La pandemia ha costituito il tema centrale di questa breve campagna elettorale. Quali sono gli altri?
Sicuramente la ripresa dopo la crisi dovuta al Covid-19 è stata centrale. Poi c'è anche la questione legata a Trudeau stesso, alla sua politica che ha perso un po' di quello slancio iniziale. La campagna elettorale l'ha visto soprattutto evidenziare le differenze con il principale avversario politico, la destra di O'Toole che non sostiene come i liberali i vaccini, il green pass e via dicendo. Il Canada ora deve fare i conti con il contesto internazionale, dove la politica si è modificata in modo importante in questi ultimi sei anni, da quando cioè Trudeau è Primo ministro e chiedersi se le ricette politiche sono adatte al Paese come lo erano nel 2015.
Quali sono i Paesi più vicini al Canada oltre agli Stati Uniti, quali gli alleati che hanno interesse a stringere relazioni sempre più forti?

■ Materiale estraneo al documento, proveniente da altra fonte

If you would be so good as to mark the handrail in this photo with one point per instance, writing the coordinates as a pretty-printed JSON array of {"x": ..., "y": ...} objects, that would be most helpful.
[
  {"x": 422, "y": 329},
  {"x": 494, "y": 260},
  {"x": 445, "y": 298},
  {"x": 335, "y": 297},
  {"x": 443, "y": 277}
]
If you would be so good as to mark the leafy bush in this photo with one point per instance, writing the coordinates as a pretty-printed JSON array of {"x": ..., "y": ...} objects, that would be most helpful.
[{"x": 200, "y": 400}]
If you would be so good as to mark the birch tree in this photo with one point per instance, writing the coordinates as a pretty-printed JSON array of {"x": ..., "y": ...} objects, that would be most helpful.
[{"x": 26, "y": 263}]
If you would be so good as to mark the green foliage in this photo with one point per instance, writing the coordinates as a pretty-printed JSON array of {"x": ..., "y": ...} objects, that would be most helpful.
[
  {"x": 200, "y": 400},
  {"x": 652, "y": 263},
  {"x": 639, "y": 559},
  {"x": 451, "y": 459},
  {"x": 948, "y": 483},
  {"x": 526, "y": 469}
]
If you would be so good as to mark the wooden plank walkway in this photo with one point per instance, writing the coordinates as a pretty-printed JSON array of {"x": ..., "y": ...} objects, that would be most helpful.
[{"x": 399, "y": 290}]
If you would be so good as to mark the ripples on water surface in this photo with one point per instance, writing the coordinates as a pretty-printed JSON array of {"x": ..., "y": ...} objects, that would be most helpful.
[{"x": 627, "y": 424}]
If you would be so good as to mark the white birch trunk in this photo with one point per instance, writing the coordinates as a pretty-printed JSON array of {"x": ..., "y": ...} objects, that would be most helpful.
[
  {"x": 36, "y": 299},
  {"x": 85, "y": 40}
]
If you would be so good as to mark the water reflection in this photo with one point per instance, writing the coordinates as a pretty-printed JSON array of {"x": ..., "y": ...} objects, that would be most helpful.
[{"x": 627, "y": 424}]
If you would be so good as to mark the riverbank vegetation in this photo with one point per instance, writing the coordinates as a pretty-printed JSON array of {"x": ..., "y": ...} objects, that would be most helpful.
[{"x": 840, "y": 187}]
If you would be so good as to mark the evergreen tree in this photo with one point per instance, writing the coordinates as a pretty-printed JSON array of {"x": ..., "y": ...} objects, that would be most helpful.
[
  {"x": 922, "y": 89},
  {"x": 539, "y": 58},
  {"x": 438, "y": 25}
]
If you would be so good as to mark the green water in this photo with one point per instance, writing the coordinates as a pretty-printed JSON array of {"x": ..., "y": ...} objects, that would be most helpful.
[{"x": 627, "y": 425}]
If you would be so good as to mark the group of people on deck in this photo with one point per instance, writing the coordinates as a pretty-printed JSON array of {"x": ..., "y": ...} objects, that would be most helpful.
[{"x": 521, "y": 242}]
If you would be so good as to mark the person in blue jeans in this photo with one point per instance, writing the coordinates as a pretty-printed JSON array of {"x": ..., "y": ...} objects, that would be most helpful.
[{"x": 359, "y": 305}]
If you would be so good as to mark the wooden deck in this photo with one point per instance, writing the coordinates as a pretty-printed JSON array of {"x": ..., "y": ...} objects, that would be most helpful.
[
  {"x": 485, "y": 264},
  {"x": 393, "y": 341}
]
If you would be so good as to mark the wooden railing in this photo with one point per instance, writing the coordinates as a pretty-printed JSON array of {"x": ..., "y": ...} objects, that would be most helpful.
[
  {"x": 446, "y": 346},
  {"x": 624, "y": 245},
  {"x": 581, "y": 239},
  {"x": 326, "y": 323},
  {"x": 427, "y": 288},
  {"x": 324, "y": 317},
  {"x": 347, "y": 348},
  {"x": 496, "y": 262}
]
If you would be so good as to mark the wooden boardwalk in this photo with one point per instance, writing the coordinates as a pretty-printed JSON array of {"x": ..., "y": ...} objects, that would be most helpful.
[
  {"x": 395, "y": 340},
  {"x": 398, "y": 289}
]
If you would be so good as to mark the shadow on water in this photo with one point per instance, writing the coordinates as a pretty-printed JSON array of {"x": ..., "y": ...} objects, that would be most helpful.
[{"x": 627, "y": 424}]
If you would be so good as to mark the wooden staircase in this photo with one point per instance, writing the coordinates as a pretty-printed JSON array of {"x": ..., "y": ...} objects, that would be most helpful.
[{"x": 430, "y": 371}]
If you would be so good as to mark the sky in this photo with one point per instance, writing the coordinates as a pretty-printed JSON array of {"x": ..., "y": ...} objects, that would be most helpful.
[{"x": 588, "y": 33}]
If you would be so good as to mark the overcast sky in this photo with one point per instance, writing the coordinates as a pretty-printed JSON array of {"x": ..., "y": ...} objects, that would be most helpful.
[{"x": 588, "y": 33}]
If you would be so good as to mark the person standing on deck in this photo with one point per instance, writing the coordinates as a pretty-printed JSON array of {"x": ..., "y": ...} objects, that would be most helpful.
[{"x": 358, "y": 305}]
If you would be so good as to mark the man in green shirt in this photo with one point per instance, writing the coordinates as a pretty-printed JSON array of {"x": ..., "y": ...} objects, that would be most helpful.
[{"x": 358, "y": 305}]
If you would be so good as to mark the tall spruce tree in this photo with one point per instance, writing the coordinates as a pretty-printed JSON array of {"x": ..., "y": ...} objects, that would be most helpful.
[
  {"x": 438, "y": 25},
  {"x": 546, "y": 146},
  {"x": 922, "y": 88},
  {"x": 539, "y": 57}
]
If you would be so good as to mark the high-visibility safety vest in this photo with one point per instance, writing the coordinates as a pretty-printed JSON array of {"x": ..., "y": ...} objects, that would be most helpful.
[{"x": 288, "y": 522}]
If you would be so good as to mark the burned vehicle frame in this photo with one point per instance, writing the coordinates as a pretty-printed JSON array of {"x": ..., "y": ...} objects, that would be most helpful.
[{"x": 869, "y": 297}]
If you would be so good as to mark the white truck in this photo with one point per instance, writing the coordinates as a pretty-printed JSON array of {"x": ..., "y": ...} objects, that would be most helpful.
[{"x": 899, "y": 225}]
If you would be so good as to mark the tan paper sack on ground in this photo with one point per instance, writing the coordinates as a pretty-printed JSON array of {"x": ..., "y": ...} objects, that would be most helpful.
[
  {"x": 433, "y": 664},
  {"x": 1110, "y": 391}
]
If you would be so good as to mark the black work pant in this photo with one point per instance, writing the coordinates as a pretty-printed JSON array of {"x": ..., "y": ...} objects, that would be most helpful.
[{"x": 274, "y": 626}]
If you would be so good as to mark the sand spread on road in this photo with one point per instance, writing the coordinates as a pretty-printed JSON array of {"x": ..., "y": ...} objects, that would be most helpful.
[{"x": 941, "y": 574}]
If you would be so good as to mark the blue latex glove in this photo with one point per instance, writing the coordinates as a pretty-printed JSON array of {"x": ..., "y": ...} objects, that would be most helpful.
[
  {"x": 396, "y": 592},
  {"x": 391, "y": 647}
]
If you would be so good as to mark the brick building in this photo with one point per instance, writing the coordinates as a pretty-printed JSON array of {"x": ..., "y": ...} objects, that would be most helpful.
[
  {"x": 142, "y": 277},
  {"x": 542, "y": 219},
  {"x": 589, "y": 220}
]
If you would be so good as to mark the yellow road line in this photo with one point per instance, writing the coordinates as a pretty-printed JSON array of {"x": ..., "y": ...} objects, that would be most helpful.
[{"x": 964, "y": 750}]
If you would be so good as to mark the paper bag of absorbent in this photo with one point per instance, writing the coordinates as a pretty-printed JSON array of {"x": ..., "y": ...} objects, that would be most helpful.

Sicuramente, come dice lei, dobbiamo partire dagli Stati Uniti. Attenzione: nonostante il cambiamento dell'inquilino della Casa Bianca, gli Usa nell'ultimo mese con il ritiro afgano e l'accordo con l'Australia hanno dimostrato di mettere in primo piano i loro interessi e un po' meno, rispetto al passato, il dialogo con gli alleati. Questo ovviamente non giova al Canada. Poi c'è l'Unione Europea, partner politico ed economico importante con cui ha uno scambio da tempo. Non dimentichiamo che il Canada rimane uno degli attori fondamentali all'interno del G7 per gli equilibri, specie laddove non sembra esserci sempre una posizione congiunta tra gli Stati. In conclusione, la posizione di Trudeau non è più forte rispetto al passato, da qui la necessità di intraprendere un dialogo sia nazionale che con i Paesi esteri.